На репетиции все прошло гладко, но когда зал заполнился возбужденными, галдящими студентами, когда явились преподаватели и уселись в третьем ряду, Сашка обнаружила вдруг, что дико волнуется. К тому же, слова со сцены доносились не так ясно, как в пустом зале – Сашка боялась пропустить реплику и что есть силы прислушивалась у окошка.

Актеры, по-видимому, волновались тоже. Начало прошло неудачно, один первокурсник забыл реплику, и соль шутки пропала. Сашка с перепугу включила музыку слишком громко, Лизе, чтобы перекричать ее, пришлось орать во все горло, она свирепо зыркала в сторону рубки, а Сашка, вместо того чтобы сделать тише, еще и усилила звук. Лиза, к чести ее, самообладания не потеряла; когда первые минуты прошли и артисты немного освоились, капустник пошел как по маслу, и зал, поначалу анемичный, смеялся с каждой репризой все громче.

Сашка, напряженно слушая реплики, почувствовала, как открылась и закрылась дверь рубки за ее спиной. Она включила «Танец маленьких лебедей» – и только тогда обернулась.

– Прости, я тут посижу, можно? – шепотом спросил Захар.

Сашка удивилась. Они приветливо здоровались в коридорах, но, в общем-то, дружбы не поддерживали.

– Меня повсюду ищет Светка. А я... не настроен с ней разговаривать.
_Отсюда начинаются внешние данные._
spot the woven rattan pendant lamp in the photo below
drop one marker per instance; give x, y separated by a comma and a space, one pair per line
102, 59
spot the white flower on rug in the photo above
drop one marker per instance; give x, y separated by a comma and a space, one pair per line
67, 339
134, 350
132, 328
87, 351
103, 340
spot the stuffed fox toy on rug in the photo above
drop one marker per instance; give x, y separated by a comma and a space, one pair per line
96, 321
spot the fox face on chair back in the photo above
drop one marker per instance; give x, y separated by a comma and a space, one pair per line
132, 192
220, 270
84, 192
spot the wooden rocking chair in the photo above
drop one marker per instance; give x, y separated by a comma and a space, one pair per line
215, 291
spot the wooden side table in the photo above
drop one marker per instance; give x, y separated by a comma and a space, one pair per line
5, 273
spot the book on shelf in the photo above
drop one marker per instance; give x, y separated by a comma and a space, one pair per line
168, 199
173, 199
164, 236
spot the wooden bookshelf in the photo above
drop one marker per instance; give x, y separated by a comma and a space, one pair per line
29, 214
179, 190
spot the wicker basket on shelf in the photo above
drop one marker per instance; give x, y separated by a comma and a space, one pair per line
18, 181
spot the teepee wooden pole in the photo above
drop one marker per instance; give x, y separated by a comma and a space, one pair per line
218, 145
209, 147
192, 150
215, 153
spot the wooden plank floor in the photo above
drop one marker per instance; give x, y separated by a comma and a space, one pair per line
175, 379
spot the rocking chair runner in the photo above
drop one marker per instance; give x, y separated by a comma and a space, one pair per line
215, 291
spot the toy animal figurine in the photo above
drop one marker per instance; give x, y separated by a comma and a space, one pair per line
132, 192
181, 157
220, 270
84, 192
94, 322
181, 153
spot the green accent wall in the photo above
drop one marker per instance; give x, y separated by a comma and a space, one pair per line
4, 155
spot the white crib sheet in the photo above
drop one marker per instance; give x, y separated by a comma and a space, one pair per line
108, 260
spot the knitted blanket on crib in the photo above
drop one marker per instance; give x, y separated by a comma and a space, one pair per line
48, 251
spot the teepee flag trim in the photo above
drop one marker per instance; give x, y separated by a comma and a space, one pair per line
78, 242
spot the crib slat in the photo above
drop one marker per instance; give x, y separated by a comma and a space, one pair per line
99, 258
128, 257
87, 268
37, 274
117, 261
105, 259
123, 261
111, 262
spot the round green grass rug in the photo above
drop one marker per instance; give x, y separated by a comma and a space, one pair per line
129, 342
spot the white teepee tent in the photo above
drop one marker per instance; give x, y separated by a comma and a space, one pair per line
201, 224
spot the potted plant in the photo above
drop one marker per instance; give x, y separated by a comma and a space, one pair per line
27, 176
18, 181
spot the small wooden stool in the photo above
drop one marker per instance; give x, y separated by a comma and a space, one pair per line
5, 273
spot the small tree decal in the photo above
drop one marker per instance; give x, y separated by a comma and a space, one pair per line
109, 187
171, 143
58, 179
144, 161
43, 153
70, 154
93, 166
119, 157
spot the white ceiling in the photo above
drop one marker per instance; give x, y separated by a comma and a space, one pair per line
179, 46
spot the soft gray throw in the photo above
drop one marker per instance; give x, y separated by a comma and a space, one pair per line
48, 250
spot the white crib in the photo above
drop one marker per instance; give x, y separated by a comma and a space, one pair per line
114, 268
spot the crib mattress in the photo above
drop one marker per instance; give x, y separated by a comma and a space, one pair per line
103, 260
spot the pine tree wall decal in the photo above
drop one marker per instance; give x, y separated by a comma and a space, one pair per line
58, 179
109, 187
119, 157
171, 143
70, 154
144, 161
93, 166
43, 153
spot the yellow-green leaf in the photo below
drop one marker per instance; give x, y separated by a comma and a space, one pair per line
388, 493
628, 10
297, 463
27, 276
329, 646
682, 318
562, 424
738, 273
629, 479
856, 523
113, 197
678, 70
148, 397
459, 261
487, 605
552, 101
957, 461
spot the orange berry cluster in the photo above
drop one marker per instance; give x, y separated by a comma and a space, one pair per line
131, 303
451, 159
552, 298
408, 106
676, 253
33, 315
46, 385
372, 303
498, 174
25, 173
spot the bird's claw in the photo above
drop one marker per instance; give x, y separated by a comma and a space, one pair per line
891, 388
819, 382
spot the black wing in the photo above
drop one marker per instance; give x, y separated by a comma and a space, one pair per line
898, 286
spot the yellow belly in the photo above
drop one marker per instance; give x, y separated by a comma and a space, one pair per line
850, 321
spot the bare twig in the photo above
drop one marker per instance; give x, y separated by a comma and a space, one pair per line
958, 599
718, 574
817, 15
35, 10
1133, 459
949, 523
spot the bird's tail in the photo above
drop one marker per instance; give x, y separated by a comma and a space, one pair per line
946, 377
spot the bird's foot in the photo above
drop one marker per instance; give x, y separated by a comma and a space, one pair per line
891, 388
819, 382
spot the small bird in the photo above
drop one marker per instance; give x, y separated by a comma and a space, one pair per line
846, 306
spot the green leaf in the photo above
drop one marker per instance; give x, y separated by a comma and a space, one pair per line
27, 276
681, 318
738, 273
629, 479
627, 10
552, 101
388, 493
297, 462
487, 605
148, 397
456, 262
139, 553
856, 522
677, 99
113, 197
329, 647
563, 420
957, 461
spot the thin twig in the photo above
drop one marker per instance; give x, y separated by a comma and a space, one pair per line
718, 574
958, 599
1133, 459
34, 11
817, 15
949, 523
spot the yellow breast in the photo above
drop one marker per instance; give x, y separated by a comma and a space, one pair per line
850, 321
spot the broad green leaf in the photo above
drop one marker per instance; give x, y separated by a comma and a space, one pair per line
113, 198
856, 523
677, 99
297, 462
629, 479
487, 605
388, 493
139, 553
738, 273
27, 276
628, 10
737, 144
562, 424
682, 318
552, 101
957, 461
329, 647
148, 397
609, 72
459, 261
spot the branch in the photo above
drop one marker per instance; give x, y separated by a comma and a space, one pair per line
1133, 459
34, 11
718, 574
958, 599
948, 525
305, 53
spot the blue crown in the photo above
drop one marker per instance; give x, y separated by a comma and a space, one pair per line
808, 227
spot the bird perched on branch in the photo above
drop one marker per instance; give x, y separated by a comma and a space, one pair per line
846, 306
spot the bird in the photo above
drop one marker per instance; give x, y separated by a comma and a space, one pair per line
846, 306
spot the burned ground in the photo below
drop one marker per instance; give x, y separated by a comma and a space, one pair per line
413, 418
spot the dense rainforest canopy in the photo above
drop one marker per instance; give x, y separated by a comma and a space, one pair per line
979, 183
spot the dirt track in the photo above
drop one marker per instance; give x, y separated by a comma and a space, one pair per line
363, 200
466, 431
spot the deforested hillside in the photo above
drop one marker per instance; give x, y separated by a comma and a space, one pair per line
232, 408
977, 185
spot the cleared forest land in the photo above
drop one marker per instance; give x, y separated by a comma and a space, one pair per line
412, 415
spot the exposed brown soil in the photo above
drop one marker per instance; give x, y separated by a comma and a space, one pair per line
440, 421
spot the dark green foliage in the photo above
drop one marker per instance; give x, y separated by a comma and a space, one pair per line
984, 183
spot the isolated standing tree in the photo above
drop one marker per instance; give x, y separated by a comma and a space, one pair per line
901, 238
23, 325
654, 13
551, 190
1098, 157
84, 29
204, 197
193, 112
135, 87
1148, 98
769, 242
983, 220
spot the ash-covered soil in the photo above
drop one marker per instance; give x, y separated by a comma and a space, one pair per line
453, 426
– Светка? С первого курса, из пятой комнаты?

– Ну да.

– И ты от нее прячешься? – спросила Сашка с ноткой презрения в голосе.

Захар осторожно сел на трехногий табурет.

– Это не то, что ты думаешь. Я... у меня экзамен. Тринадцатого января.

Сашка, спохватившись, метнулась к окошку и едва успела выключить музыку в последний момент.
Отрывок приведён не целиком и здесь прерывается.